The experiments were conducted between April 15th and June 26th on 4,500 people travelling on the A and D trains of the 8th Avenue New York subway between 59th Street and 125th Street between 11am and 3pm. The journey lasted 7.5 minutes. 6-8 trials were conducted on any given day.
The victim either smelled of liquor or appeared sober and carried a cane. Models had 4 conditions-early/late critical area and early/late adjacent area. Two observers recorded DV. One noted race, sex, location of each person in critical area and of each person who helped and total number of people who helped. The other noted the same details but in adjacent area, latency of first sign of help and both noted comments made and tried to elicit comments.
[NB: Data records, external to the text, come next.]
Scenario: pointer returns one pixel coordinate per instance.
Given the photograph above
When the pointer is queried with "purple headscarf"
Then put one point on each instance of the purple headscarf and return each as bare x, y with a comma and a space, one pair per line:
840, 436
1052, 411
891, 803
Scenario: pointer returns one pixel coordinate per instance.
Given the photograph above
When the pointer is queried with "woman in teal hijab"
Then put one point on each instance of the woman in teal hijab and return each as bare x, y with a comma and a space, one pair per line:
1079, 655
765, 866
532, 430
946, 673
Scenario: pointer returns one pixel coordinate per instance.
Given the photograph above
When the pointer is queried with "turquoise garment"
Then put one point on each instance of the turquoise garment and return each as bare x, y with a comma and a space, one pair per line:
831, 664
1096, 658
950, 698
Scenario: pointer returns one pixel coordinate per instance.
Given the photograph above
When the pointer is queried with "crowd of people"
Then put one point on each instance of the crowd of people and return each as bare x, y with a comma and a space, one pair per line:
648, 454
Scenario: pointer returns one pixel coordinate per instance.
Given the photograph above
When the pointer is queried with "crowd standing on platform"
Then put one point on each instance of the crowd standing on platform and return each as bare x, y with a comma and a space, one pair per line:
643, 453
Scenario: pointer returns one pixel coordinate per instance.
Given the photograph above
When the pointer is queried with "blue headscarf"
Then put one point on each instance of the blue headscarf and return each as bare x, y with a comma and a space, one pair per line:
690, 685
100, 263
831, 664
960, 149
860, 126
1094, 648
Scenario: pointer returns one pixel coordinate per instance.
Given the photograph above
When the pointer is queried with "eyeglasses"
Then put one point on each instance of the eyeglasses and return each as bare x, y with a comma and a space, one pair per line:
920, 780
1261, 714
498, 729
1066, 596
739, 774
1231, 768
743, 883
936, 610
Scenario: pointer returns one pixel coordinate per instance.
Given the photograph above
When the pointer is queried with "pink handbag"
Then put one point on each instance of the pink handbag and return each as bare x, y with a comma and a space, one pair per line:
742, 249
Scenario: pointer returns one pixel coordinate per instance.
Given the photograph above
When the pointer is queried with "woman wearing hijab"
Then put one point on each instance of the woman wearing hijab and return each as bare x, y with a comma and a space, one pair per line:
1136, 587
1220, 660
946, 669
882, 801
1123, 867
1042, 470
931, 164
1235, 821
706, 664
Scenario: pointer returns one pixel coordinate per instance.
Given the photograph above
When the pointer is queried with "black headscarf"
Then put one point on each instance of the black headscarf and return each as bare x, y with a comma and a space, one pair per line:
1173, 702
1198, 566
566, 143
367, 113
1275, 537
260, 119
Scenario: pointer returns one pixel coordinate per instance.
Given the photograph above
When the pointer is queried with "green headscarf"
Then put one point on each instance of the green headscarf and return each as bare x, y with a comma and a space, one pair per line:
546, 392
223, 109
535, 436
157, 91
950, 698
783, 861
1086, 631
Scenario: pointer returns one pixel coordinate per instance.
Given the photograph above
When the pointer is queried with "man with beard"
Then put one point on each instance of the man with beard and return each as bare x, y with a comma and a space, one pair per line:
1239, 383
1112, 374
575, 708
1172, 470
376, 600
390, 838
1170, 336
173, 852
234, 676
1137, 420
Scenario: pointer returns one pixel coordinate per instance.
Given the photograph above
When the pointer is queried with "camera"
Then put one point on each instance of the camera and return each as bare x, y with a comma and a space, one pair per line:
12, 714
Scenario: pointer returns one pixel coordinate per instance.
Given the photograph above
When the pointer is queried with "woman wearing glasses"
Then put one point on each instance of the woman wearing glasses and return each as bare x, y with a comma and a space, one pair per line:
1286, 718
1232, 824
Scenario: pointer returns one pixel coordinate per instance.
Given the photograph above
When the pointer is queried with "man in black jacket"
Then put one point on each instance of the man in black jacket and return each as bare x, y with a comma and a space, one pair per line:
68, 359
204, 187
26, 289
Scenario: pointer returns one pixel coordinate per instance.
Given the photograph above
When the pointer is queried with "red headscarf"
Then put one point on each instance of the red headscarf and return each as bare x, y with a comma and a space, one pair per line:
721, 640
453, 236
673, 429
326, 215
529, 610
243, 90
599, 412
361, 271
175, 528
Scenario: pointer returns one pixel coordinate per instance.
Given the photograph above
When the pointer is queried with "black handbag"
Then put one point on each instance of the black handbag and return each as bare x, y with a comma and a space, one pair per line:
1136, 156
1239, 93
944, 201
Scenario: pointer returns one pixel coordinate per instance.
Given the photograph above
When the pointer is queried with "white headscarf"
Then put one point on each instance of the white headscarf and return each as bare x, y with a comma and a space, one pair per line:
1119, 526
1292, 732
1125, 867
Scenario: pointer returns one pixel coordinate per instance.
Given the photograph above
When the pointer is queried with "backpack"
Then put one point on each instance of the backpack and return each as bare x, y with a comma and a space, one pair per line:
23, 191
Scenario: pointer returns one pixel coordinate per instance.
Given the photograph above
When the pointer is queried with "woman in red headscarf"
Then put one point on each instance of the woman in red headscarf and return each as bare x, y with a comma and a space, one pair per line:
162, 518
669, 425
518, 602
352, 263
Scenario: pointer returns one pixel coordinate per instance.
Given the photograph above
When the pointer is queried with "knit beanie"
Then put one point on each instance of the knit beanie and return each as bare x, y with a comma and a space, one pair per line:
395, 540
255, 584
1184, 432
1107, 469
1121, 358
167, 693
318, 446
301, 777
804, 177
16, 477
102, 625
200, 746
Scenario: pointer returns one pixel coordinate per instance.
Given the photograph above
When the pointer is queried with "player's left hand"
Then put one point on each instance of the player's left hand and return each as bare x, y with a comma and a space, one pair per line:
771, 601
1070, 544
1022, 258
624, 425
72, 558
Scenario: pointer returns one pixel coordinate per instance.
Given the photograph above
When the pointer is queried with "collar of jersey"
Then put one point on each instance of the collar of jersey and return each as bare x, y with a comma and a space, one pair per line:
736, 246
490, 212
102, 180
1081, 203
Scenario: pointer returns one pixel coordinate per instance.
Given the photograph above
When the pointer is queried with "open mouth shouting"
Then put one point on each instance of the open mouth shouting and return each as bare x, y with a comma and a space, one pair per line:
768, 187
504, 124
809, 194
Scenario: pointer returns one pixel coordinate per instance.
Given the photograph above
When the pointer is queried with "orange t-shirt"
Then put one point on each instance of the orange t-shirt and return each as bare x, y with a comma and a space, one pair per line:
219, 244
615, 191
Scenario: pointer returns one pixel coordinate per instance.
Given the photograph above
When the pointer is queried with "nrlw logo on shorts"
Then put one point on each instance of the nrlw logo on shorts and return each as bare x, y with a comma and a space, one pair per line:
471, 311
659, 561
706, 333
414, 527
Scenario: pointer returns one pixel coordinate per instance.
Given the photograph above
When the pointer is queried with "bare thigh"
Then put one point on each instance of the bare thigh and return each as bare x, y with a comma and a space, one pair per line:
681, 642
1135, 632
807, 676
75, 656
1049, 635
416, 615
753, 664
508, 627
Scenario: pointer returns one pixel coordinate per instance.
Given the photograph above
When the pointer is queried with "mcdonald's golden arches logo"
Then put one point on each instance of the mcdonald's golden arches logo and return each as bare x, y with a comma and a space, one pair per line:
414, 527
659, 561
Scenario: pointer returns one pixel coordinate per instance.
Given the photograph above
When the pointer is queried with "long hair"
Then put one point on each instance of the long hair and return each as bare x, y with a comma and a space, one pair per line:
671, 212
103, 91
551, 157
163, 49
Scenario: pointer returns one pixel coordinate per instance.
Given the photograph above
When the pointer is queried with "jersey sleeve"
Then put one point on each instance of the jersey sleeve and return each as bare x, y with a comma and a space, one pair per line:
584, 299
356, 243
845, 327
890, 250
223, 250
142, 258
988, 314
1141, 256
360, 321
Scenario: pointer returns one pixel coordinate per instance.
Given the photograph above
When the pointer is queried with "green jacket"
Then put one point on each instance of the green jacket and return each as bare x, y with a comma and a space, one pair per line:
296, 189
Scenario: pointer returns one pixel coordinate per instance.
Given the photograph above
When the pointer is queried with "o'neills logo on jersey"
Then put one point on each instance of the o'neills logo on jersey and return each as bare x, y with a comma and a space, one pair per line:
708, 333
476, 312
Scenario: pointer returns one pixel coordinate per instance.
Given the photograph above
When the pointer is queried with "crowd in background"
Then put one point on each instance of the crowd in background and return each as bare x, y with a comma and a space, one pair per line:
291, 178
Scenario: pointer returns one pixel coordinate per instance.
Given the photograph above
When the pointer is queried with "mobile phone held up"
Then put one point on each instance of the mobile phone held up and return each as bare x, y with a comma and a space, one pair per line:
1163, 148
Victim stood by a pole in critical area, after 70s he staggered forward and collapsed. Until someone helped he remained supine on the floor staring at the ceiling. If no help came by the time the train stopped the model helped. After each condition was compleye the team dissembarked seperately waiting for dispersion. They then travelled back the opposite way.
Cane victim received help 95% of the time compared to the drunk victim with 50%. Help was offered quicker to cane victim (median 5s compared to 109s for drunk victim). 60% of trials when help was given it was from 2 or more people, 90% of first helpers were male.
Slight tendency found to help same race especially in drunk condition. Diffusion of responsibility was not found. Individual who appears ill is more likely to get help than one who appears drunk. Men are more likely to help than women. When escape is not possible help is likely to be forthcoming. Bystanders conduct cost-benefit analysis before making a decision to help or not.